For my first post on the site, I decided to revisit some Japanese classics from Kunmeido.(Original post here)
Heian Koh is a green stick, a dark green, and it is square. It hearkens back to when the incense dough was rolled flat and cut into strips with a knife, giving the sticks a square rather than round shape. However, these are so perfectly exact that they are most likely extruded or machine-made square format.
Japanese aloeswood can come in a range from silent and bitter to sweet to engaging and even overbearing. This is sitting quietly in the sweet. The aloeswood coming across like hot spiced chocolate on a winter day. You can smell hints of cinnamon and nutmeg with this sweet, creamy aloeswood scent. While reviewing this at night, I have burned this morning, afternoon, evening, and even late nights when I can’t sleep. Every time it’s sweet and soothing and a relaxing burn.
Because it has a square format, it gives off a stronger scent and smoke than a regular Japanese stick; this is almost like burning two thinner sticks at once. Since I started collecting and burning Japanese incense, this has never left my collection. I happen to have a roll I bought for this review, but I compared it to a roll I bought back in 2015, and the scent has not changed, so it has remained stable for the time being, as has the price.
This comes across as one of the more elegant entries compared to others in the low-medium price range like Houshou, Shoryu-Koh, or Jinkoh Reiryo Koh. But it is also at the far top of that price range, showing the price of higher-quality ingredients and the difference quality can make in a similar recipe. Not to cast shade on the others, I feel that this has more refinement and a smoother, more chill atmosphere. However, the scents are very similar due to the similarity in the recipe. Only the ingredients here are far higher quality.
Compared to Heian Koh, Asuka is an entry into the top shelf where I would still consider Heian Koh mid-range for price/quality. What changes here is the gravitas of the aloeswood. This is no longer a charming young adult with new stories, this is a much more mature adult with a bitter edge, and there is a saltiness that takes up much more space while the spices take a back seat and really just support the scent of the wood.
This is the same base recipe as Heian-Koh with adjustments to the quality and amount of aloeswood.

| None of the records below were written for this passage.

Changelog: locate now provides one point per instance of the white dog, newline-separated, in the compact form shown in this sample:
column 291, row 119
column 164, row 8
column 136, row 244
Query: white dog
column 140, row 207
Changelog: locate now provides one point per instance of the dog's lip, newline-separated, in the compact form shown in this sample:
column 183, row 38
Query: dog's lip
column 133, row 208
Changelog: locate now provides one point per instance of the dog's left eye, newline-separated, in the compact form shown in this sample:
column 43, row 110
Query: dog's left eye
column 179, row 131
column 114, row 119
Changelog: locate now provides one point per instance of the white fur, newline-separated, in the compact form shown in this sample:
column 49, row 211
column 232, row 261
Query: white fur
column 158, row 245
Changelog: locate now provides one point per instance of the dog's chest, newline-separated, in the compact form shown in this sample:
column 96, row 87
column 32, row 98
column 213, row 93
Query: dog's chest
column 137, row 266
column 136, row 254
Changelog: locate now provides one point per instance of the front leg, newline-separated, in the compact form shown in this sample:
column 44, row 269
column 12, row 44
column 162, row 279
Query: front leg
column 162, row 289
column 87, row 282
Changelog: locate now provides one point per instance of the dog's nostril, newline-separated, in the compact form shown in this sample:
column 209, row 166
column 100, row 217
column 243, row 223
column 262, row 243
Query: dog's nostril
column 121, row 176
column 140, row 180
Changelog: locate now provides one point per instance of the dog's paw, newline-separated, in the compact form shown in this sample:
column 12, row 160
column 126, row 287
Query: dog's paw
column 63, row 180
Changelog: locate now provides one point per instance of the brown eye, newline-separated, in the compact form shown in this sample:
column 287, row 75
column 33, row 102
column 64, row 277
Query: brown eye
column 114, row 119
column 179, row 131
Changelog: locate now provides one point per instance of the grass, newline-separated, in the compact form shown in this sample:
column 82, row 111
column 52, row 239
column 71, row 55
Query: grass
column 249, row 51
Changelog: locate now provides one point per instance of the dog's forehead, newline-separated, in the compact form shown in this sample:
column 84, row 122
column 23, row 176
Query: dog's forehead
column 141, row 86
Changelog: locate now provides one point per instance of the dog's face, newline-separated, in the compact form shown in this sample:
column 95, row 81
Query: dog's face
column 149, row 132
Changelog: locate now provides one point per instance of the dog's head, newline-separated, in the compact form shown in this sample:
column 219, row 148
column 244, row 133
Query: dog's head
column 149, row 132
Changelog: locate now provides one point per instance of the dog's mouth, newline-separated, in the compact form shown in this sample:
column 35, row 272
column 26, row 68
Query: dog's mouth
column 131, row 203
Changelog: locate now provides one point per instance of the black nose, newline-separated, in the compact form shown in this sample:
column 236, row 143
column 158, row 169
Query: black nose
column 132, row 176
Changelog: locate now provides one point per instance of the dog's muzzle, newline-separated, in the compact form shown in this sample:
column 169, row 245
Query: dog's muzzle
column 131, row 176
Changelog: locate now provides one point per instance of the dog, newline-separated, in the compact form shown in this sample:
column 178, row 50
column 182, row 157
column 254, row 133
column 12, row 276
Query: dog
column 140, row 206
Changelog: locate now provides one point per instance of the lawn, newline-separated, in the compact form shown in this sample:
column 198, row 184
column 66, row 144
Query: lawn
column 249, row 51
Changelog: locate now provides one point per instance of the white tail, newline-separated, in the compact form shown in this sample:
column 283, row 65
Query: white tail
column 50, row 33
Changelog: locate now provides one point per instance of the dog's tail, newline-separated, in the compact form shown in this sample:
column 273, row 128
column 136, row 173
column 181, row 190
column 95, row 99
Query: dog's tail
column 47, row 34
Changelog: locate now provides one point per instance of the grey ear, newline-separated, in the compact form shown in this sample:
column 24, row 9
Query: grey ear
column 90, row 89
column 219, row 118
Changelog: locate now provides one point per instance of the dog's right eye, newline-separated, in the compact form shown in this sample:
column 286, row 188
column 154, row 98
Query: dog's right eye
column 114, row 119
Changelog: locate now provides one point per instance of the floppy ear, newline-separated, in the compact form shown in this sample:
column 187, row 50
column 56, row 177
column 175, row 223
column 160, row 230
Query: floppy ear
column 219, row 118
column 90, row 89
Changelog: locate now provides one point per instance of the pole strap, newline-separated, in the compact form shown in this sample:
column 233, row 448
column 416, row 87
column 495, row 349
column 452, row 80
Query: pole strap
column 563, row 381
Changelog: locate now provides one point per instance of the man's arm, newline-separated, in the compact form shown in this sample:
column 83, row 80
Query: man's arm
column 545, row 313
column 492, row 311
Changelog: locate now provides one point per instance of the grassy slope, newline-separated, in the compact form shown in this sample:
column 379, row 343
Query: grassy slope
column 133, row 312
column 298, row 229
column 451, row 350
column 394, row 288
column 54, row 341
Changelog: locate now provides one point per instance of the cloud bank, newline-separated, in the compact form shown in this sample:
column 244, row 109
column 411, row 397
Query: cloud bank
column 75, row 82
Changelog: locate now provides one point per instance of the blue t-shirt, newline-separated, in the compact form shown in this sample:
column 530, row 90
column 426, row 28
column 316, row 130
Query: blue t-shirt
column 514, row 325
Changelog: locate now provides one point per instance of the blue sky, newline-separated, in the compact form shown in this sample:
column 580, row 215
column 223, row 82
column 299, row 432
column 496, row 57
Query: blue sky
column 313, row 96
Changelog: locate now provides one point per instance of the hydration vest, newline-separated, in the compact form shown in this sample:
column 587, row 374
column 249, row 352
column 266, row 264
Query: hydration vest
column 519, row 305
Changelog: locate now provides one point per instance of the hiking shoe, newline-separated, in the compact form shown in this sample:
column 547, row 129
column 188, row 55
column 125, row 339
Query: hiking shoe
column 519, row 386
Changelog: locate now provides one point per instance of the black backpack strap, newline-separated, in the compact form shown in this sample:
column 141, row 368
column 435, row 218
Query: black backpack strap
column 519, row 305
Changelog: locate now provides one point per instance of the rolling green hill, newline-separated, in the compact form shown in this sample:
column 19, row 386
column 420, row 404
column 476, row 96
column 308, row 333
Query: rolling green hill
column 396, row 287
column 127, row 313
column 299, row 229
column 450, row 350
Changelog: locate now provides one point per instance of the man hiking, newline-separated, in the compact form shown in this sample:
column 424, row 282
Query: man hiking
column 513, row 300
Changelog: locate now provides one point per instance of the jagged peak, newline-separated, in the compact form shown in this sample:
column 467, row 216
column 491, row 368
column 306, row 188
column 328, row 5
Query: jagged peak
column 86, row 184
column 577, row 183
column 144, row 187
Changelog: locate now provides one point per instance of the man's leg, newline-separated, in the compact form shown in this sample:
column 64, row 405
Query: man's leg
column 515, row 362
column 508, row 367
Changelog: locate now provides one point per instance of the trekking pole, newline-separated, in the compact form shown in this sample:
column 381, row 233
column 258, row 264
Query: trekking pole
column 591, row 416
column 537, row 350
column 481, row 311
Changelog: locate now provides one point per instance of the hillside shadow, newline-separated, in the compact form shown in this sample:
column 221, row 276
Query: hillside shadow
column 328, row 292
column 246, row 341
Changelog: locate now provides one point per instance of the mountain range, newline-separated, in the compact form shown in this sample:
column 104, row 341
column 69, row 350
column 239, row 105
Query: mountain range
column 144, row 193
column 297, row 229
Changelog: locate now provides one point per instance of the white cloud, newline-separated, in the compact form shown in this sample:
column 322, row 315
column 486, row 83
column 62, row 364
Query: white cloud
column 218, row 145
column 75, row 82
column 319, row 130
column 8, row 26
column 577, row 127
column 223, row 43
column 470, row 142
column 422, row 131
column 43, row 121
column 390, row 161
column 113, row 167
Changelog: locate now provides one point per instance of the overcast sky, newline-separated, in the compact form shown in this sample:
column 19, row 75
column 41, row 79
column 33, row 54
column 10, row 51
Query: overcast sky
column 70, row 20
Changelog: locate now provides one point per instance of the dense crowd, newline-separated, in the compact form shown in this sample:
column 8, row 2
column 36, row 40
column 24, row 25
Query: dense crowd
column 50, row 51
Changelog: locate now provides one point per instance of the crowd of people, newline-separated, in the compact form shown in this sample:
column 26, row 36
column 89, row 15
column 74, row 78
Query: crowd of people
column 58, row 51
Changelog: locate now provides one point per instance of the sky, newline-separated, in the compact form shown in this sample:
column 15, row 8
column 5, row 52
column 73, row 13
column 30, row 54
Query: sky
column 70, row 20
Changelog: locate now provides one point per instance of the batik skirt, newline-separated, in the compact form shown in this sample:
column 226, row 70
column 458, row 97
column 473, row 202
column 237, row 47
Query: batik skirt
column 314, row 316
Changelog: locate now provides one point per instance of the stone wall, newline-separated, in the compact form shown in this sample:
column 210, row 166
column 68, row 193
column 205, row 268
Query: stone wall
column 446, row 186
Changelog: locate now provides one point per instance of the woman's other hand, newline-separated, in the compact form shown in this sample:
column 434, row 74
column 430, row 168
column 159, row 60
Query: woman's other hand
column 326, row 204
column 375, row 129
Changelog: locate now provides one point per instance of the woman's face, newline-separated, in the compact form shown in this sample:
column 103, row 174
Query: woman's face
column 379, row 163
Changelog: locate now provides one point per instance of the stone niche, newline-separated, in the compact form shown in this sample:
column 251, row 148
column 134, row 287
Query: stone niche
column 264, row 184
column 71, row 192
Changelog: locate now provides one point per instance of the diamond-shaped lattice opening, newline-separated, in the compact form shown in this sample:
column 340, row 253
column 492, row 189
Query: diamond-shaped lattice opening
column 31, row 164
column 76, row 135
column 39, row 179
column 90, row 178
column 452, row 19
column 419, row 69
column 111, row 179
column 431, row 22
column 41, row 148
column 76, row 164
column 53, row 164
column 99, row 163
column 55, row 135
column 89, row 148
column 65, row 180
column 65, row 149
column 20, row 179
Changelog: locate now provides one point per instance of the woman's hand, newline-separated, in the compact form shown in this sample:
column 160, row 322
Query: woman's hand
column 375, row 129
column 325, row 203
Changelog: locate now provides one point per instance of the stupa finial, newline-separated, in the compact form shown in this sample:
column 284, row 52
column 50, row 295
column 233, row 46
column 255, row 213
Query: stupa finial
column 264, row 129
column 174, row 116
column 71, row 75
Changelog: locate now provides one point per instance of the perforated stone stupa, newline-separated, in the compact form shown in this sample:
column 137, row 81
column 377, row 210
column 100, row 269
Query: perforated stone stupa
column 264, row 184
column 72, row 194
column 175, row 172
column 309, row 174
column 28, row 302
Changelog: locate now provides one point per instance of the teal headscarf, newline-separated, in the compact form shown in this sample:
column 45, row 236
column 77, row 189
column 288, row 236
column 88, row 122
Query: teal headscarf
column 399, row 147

I’m guessing Heian-Koh had some sandalwood or similar to cut the aloeswood content to keep the price down. That is not happening here. This smells like a pretty good Viet Nam type of aloeswood smell, given the bitter, resiny, and sweet notes I get in the aloeswood scent range. I get the refined and higher quality spices added with some hints of things like cinnamon and camphor to cool down the smoke. This still has sweetness, but it isn’t anywhere near as sweet as Heian Koh. Overall, this is a grand top-shelf aloeswood entry. At some point, this will most likely be the pinnacle as the kyara version disappears.
These sticks reference Japanese history. Both the Asuka and Heian eras are marked as the colonization of the hunter-gatherer society of the Jomon people by the Yayoi/Chinese coming in with iron technology and new ideas like Buddhism and its incense practices. The name Heian-Koh is either a reminder of the era of the same name or a minor pun on the name of Kyoto during the Heian period: Heian-Kyo. However the name is meant to come across, both scents can be a beautiful companion.

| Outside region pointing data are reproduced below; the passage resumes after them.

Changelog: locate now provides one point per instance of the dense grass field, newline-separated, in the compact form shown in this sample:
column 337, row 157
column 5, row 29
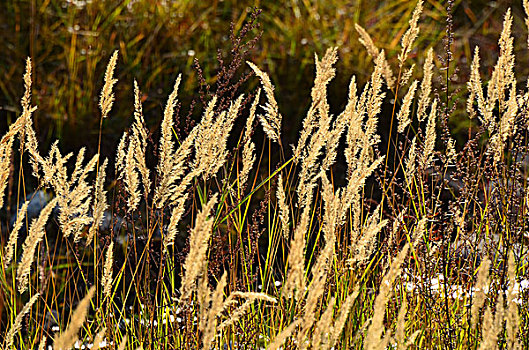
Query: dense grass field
column 396, row 219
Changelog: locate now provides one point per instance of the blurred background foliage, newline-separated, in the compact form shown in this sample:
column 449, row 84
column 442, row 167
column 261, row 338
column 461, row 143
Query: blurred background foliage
column 70, row 42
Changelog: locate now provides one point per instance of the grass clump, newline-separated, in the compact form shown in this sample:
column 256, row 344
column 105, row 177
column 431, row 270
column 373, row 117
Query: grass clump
column 358, row 237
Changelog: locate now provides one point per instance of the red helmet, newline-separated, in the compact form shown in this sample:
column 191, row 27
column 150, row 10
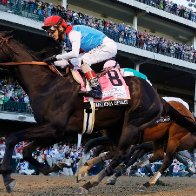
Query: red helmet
column 52, row 21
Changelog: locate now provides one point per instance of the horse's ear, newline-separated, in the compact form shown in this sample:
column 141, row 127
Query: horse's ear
column 7, row 33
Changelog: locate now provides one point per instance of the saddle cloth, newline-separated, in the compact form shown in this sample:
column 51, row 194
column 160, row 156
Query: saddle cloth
column 113, row 87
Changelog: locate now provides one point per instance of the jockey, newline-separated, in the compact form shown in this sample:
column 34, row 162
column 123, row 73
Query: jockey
column 96, row 45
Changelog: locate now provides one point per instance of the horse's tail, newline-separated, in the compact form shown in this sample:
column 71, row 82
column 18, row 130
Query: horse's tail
column 103, row 140
column 180, row 119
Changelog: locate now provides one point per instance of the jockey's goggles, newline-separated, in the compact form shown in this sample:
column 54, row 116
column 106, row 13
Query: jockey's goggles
column 51, row 30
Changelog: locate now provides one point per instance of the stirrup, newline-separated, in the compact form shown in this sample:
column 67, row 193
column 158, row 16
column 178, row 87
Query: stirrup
column 93, row 93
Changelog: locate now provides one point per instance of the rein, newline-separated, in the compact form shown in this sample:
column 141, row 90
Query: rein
column 52, row 67
column 23, row 63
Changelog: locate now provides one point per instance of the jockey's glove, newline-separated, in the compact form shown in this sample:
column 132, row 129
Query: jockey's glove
column 50, row 59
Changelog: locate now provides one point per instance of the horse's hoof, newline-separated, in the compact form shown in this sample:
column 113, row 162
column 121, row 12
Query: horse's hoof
column 111, row 181
column 82, row 191
column 146, row 185
column 160, row 183
column 142, row 188
column 10, row 186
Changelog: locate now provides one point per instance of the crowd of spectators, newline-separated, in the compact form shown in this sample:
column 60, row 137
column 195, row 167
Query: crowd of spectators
column 122, row 32
column 70, row 155
column 173, row 8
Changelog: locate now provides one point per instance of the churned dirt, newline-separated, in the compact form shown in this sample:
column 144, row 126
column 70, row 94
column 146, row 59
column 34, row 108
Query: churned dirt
column 125, row 186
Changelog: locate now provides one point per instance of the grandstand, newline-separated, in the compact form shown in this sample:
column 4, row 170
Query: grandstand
column 172, row 74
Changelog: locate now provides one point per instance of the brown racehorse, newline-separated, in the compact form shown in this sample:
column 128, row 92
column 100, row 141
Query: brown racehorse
column 58, row 109
column 168, row 137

One of the classic Chinese incense recipes I have encountered is “Samadhi.” I have been told that this mixture uses the same ingredients as many modern Japanese recipes, such as Reiryo-Koh. Asuka and Heian Koh are both refinements of the formula with only hints at the Reiryo Koh ingredient that I don’t list it in the reviews themselves, but rather the ‘afterscent’ or finish of the incense has that sort of maple syrup and buckwheat that I associate with reiryo-koh as an ingredient.